G. K. Chesterton called Dyson "the most original and penetrating artist of our time." The cartoonist, John Jensen, added: "Stylistically Dyson had few imitators - his work was too complex - but the power of his ideas brought back to British cartooning the strong flavour and impact of a Gillray after years of Victorian politeness."
The cartoonist, David Low, was deeply influenced by the work of Will Dyson: "Will, despite his sadness, was a great comfort in the cheerless winter of 1919-20. From his early Bulletin days I had been his great admirer as one of the master caricaturist-cartoonists. Will Dyson had broken up the pattern with his striking Socialist cartoons in the Herald from about 1910 onward, and had led the field during the First World War with his large war cartoons in which the monumental and the satirical had been powerfully blended."

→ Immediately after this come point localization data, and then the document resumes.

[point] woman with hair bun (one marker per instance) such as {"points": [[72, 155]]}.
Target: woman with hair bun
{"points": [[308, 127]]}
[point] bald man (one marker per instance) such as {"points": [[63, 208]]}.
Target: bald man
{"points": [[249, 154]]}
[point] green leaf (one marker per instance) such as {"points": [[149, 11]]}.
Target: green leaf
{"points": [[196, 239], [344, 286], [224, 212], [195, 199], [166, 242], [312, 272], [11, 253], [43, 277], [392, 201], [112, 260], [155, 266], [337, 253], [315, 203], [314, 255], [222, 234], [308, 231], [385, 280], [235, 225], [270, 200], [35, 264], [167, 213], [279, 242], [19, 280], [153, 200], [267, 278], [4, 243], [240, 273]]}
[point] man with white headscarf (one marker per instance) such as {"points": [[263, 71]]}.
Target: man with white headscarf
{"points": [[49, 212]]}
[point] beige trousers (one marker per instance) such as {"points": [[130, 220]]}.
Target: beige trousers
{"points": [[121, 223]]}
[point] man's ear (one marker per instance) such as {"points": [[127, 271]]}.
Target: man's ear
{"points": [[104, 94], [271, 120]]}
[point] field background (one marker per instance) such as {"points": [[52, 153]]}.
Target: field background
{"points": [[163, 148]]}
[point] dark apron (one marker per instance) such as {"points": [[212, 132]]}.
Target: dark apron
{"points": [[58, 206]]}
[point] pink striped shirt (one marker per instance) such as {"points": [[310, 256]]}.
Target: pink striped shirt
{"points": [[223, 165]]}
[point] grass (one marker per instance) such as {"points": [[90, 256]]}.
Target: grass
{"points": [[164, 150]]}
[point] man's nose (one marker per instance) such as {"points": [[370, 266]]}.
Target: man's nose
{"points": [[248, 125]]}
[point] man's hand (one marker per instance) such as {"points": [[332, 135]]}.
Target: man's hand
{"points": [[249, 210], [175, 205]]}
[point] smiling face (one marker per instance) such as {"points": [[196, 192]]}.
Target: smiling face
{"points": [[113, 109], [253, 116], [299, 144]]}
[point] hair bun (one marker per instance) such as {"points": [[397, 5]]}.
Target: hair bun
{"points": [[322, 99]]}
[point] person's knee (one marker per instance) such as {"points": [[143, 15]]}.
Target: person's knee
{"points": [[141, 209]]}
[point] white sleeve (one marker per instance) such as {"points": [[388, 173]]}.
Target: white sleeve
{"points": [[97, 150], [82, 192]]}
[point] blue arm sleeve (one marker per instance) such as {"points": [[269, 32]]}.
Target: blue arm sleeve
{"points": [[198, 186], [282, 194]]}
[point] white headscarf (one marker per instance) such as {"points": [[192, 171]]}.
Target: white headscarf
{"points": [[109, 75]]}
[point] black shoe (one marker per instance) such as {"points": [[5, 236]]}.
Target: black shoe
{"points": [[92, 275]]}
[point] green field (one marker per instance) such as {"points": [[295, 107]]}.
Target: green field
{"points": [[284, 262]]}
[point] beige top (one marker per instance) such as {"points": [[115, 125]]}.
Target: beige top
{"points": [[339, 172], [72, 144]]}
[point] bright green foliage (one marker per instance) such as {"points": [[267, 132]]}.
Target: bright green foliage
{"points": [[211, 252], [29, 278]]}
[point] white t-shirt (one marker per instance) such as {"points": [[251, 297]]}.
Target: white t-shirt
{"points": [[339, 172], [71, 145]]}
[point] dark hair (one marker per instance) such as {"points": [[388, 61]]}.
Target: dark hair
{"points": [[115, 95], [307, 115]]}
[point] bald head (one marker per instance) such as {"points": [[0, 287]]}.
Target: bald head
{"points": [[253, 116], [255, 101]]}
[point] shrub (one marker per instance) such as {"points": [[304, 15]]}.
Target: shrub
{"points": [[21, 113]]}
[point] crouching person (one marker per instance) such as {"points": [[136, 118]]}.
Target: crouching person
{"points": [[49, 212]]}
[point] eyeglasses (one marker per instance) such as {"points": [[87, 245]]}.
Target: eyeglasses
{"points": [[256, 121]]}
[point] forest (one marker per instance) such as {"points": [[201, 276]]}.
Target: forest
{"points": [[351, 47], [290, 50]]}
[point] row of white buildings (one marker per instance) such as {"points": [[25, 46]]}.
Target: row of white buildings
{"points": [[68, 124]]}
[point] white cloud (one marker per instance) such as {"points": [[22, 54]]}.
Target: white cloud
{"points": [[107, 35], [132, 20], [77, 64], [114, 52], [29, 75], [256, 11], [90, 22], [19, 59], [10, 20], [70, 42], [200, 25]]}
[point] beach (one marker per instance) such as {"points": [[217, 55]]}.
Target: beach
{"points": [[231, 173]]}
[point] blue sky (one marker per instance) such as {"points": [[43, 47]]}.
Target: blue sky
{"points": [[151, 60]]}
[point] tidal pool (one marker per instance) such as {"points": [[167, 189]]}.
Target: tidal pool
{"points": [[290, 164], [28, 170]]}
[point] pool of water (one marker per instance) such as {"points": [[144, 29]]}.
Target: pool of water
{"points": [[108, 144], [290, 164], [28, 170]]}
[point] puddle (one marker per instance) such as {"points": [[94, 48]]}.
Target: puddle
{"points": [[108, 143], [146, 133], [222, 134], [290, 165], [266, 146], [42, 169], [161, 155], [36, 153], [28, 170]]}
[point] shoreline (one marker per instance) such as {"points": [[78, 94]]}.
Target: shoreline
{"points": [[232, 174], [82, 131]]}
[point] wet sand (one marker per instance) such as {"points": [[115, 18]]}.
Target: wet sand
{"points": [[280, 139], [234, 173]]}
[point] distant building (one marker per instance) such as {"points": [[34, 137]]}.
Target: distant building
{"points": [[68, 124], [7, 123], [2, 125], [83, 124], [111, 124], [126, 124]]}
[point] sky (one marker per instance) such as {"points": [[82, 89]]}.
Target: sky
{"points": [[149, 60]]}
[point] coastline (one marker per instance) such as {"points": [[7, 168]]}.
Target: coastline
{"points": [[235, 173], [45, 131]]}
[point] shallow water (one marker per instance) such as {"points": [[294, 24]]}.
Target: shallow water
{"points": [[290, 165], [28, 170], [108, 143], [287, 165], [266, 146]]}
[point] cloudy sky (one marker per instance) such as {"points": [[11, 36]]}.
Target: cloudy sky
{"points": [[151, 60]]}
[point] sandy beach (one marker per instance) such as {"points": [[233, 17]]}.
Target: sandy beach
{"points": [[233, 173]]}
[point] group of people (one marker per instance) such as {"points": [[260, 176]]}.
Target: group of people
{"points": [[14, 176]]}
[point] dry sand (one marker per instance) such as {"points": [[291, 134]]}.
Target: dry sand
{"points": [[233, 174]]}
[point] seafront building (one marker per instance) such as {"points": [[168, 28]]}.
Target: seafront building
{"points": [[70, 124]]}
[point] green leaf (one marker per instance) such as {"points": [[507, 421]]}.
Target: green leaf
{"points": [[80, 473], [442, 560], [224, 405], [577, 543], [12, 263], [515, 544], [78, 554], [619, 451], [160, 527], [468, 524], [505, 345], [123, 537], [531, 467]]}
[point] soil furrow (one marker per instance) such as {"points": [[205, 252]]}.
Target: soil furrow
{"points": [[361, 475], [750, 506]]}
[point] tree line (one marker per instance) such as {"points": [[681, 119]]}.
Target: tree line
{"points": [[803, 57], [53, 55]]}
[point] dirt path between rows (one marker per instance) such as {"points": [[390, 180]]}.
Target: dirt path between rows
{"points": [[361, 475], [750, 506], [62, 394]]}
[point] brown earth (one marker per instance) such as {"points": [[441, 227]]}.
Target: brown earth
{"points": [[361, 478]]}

After the war Dyson became disillusioned with the Daily Herald. In an attempt to attract advertising the paper became more moderate in its political views. In July 1921 Dyson left the newspaper. Dyson had some of his cartoons published in other newspapers but he was seen by most editors as far too radical.
In 1925 he decided to return to Australia. He was employed by the Melbourne Punch but now in his forties, his cartoons lacked the passion of his pre-war work.
Will Dyson died on 21st January, 1938.
Primary Sources
(1) David Low found it difficult to adjust to life in London when he arrived in 1919. Will Dyson was one of first friends he made in England.
I had just left the warmth of a wide circle of friends in Australia to come to this desert island. The contrast was painful. "It will take you ten years to learn the English," said Will Dyson, the Australian cartoonist, whom we found crouching over a sinking fire in a large dark studio, nursing a great grief at the death of his wife.
Will, despite his sadness, was a great comfort in the cheerless winter of 1919-20. From his early Bulletin days I had been his great admirer as one of the master caricaturist-cartoonists. Will Dyson had broken up the pattern with his striking Socialist cartoons in the Herald from about 1910 onward, and had led the field during the First World War with his large war cartoons in which the monumental and the satirical had been powerfully blended.
(2) Margaret Cole, like Will Dyson, contributed to the Daily Herald during the First World War.
Dyson was a brilliant biting Australian cartoonist, whose sharp pencil attacked alike financiers, profiteering employers, "safe" Labour and Trade Union leaders, and German military men, with a bitterness unknown in British caricature since Gillray.